Zeynep, bir sınav için çalışma planı yapıyordu. Leyla’nın içi gıdıklanıyor, “Şu saatte şunu çalışsan daha iyi olur” diye öğüt vermek istiyordu. Ama bunun yerine, Zeynep planını anlattıktan sonra, “Planın bana mantıklı geldi. Sonuçta en iyi sen bilirsin, karar senin” dedi. Zeynep’in yüzündeki ifade paha biçilmezdi: Kendisine güvenildiğini hissetmenin gururu ve sorumluluğu. Bu cümle, güven devridir. ‘Ben senin rehberinim ama hayatının pilotu sensin’ demenin en zarif yoludur. Bu güven, %90 ihtimalle, çocuğunuzun çok daha sorumlu davranmasını sağlayacaktır.
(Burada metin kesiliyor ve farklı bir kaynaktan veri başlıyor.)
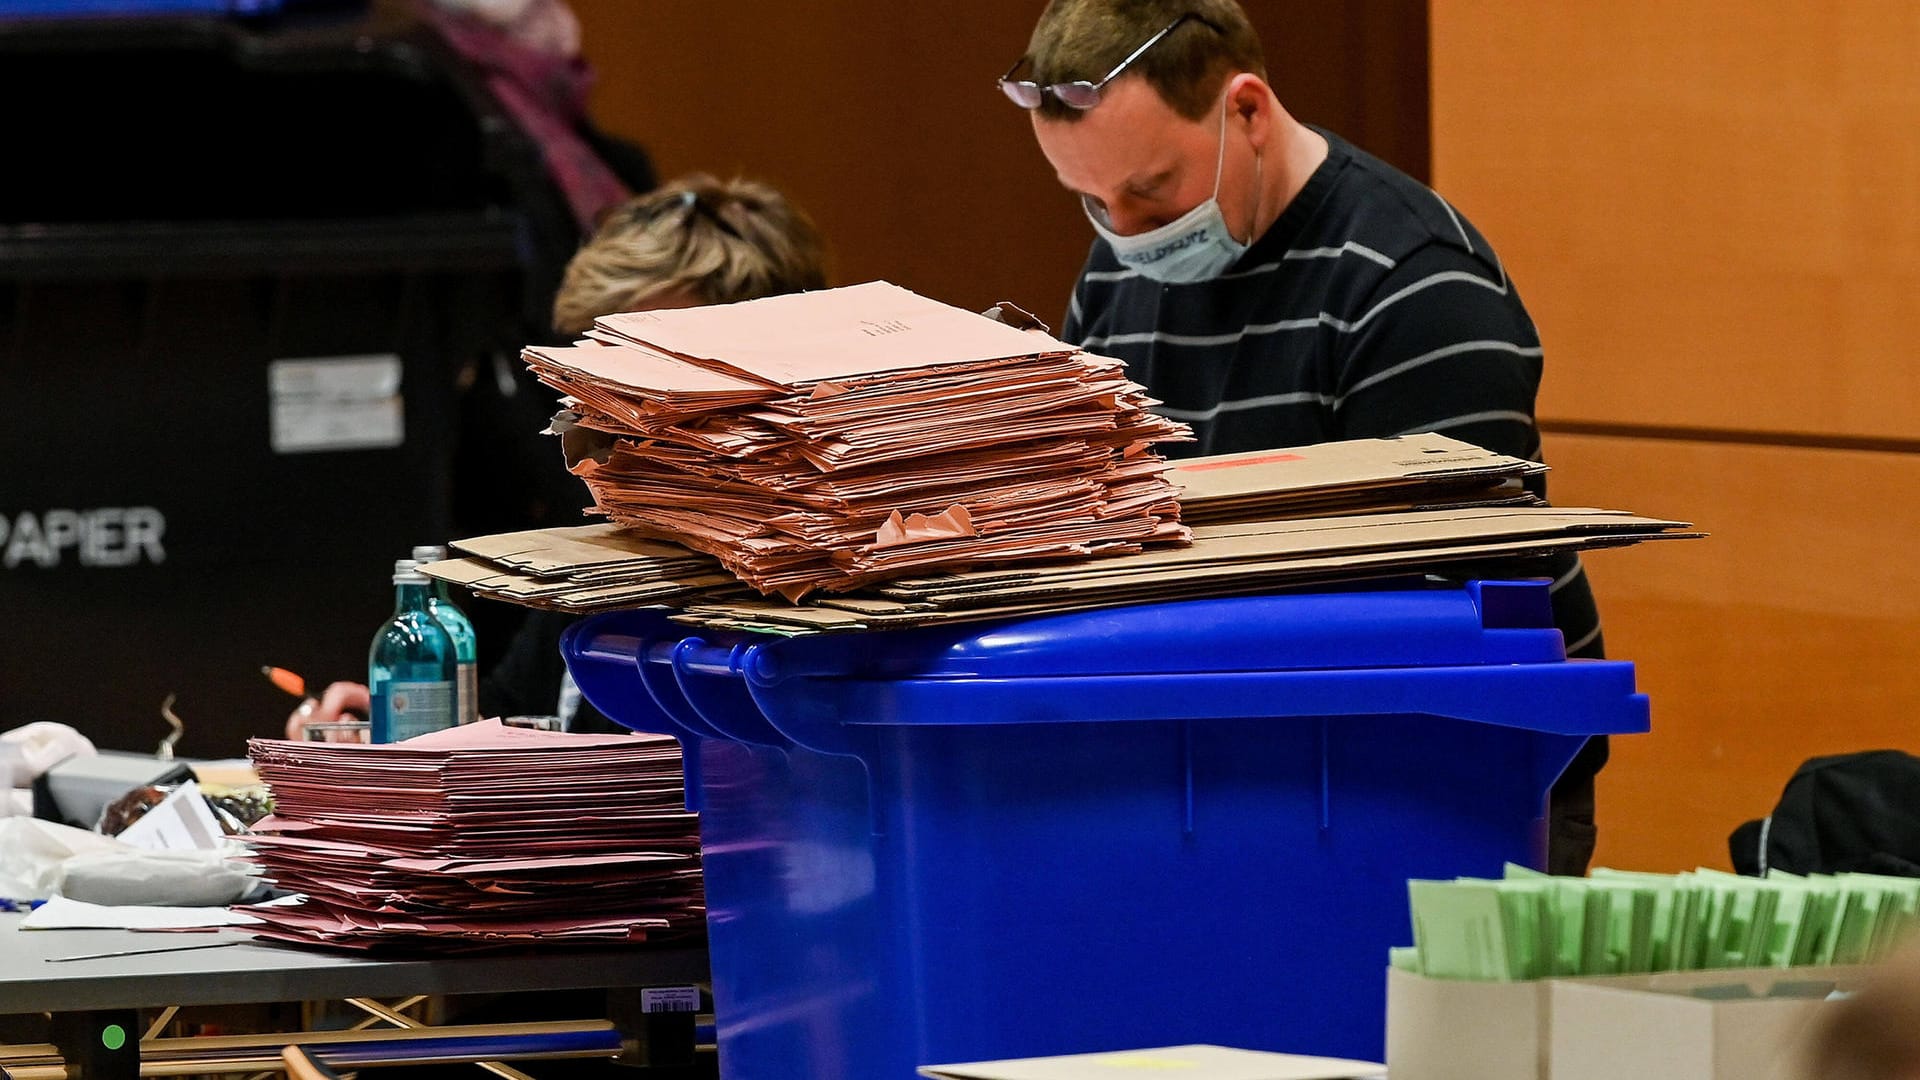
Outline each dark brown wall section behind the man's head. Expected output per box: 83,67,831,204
572,0,1427,323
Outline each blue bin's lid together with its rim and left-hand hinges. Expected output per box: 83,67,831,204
561,580,1647,764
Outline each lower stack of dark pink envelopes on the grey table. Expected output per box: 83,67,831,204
248,721,705,953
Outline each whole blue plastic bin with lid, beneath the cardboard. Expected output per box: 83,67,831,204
563,582,1647,1080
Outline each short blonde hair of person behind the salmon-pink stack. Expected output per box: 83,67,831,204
553,173,828,334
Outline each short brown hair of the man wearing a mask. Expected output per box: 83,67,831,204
1016,0,1267,121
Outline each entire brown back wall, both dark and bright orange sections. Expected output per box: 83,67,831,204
574,0,1920,871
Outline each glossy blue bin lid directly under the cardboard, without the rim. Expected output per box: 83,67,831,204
741,580,1567,684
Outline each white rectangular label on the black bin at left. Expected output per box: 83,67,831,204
267,352,407,454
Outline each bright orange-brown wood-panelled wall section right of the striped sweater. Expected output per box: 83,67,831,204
1430,0,1920,871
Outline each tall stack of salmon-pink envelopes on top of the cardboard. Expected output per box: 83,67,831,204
524,282,1190,600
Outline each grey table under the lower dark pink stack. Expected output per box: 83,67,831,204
0,915,707,1080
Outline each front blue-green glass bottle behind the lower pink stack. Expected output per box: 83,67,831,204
367,559,459,742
Ve en kritik uyarı: Sakın öğüt vermeyiniz.
Öğüt, iyi niyetle atılmış bir taştır ama çoğu zaman iletişimin camını çizer. Ergen için “Sen daha küçüksün, ben daha iyi bilirim” anlamına gelir. Leyla, Zeynep bir arkadaş problemi yaşadığında, “Şöyle yap, böyle yapma” demek yerine, “Bu gerçekten zor bir durum. Sen nasıl bir çözüm düşünüyorsun?” diye sordu. Zeynep, düşüncelerini paylaştıkça, kendi çözümünü kendisi buldu. Siz dinleyin ve sorularınızla onun kendi içgörüsünü keşfetmesine yardımcı olun. Çözümü siz söylemeyin, ona buldurun.
Peki neden bu üçlü formül işe yarıyor?
Çünkü ergenlik, kimlik arayışının fırtınalı dönemidir. Çocuğunuz şu soruların cevabını arar: “Ben değerli miyim?” (Övgü, bu soruya ‘Evet’ der.) “Ben özgür ve söz sahibi miyim?” (‘Acaba’lı cümleler ve ‘Karar senin’ sözü, bunu teyit eder.)
Öğütler ise bu arayışın önüne bir duvar örer.
Bir köyde, inatçı bir tay varmış. Kimse onu çekerek yürütmeyi başaramazmış.
Bir gün yaşlı bir adam gelmiş, tayı çözmüş ve önüne biraz yem koymuş.
Tay, kendi isteğiyle yürümeye başlamış.
Köylüler sormuş: — “Nasıl başardın?”
Yaşlı adam gülümsemiş:
— “Çekmedim. İstedim ki kendisi gelsin.”
Ergenlik de böyledir. Çekerseniz direnir. Övgüyle yükseltir, güvenir ve alan açarsanız kendi kendine gelir.
Sevgili anne-babalar, unutmayın: Ergenlik bir hastalık değil, bir geçiştir. Amacınız onu ‘düzeltmek’ değil, yanında yürümektir. Övün, sorun, güvenin ve bırakın. Bazen en büyük rehberlik, geri çekilip güvenle izlemektir. O labirentte kaybolduğunu düşündüğünüz çocuğunuz, aslında kendi yolunu çiziyordur. Siz ona güvendiğinizi gösterin, o da size bu güveni hak ettiğini.